Example: Suppose Liverpool are playing at home to Stoke. Because of the historical data the bookies would regard Liverpool as strong favourites. They would typically rate the chances of Stoke winning to be very low - say 10% (which in 'odds terms equates to '9 to 1 against'). They add their 'mark-up' and publish odds of, say, 8 to 1 against a Stoke win (which in probability terms is 1/9 or 11%). But suppose there are specific factors that lead our model to predict that the probability of a Stoke win is 20%. Then the model is saying that the bookmakers odds - even given their mark-up - have significantly underestimated the probability of a Stoke win. Although our model still only gives Stoke a 20% chance of winning it is worth placing a bet. Imagine 10 match scenarios like this. If our predictions are correct then you will win on 2 of the 10 occasions. Assuming you bet £1 each time you will end up spending £10 and getting £18 back - a very healthy 80% profit margin.
Thanks to Alex on the Spurs-list for the tip-off on the Bloomberg report.

****Update: The actual results for the 2013-14 season were very different from the Bloomberg predictions. The title was a two-horse race between Man City and Liverpool with the rest far behind. Liverpool had been predicted to come 6th and would have won the title but for a late collapse. Man Utd finished 7th.

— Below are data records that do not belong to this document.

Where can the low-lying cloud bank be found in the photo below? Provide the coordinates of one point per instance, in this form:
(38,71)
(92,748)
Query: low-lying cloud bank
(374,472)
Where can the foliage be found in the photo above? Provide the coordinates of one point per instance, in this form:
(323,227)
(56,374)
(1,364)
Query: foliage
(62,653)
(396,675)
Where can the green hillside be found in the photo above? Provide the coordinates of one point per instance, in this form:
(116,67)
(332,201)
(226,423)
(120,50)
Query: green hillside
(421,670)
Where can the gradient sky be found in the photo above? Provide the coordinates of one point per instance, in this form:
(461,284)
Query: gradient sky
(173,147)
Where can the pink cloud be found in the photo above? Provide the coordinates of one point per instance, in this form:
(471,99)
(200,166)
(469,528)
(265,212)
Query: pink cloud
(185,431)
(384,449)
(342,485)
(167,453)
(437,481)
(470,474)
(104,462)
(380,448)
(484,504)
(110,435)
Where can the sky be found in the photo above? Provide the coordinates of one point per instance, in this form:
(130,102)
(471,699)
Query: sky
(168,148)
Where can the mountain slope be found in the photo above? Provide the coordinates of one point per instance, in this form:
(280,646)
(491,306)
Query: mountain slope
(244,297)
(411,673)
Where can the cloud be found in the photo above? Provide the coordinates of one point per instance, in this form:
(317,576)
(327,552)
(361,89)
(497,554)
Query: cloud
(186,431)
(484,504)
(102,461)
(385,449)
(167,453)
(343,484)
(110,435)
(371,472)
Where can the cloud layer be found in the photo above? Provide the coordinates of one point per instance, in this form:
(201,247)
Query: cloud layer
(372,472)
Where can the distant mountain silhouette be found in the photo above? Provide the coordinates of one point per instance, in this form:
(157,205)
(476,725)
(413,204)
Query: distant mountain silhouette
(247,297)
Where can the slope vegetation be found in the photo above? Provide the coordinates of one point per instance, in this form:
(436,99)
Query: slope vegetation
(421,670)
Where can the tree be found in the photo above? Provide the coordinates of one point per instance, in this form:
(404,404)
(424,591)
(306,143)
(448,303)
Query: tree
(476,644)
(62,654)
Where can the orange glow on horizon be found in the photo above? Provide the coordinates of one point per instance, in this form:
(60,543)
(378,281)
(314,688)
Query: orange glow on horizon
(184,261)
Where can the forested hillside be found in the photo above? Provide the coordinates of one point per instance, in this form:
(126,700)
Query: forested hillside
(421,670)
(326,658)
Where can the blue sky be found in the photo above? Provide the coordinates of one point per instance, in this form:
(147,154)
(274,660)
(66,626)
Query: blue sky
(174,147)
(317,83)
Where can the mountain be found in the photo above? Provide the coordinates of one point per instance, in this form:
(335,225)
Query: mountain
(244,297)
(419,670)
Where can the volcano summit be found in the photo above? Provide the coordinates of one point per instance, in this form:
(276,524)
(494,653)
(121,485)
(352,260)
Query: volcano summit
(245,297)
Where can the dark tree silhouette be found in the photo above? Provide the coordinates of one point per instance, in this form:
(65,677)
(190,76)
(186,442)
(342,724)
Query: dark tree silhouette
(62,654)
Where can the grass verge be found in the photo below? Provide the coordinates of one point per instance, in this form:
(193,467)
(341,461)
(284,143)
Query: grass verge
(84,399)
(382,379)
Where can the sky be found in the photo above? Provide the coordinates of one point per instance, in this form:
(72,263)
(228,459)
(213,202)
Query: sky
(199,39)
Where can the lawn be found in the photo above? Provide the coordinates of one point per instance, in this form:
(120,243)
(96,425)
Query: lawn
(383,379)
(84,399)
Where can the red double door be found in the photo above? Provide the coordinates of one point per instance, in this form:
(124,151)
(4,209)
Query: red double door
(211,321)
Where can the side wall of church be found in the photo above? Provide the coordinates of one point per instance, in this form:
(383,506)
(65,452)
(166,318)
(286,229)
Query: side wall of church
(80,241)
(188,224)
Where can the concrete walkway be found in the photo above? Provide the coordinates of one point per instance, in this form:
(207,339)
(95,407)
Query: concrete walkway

Only one of the newly promoted club (Cardiff) was relegated.

  • Constantinou, A., N. E. Fenton and M. Neil (2013) "Profiting from an Inefficient Association Football Gambling Market: Prediction, Risk and Uncertainty Using Bayesian Networks". Knowledge-Based Systems.
  • Constantinou, A. C. and N. E. Fenton (2013). "Determining the level of ability of football teams by dynamic ratings based on the relative discrepancies in scores between adversaries." Journal of Quantitative Analysis in Sports 9(1): 37-50.
  • Constantinou, A., N. E. Fenton and M. Neil (2012). ""pi-football: A Bayesian network model for forecasting Association Football match outcomes." Knowledge Based Systems, 36, 322-339,
  • Constantinou, A. , Fenton, N.E., "Solving the problem of inadequate scoring rules for assessing probabilistic football forecasting models", Journal of Quantitative Analysis in Sports, Vol. 8 (1), Article 1, 2012.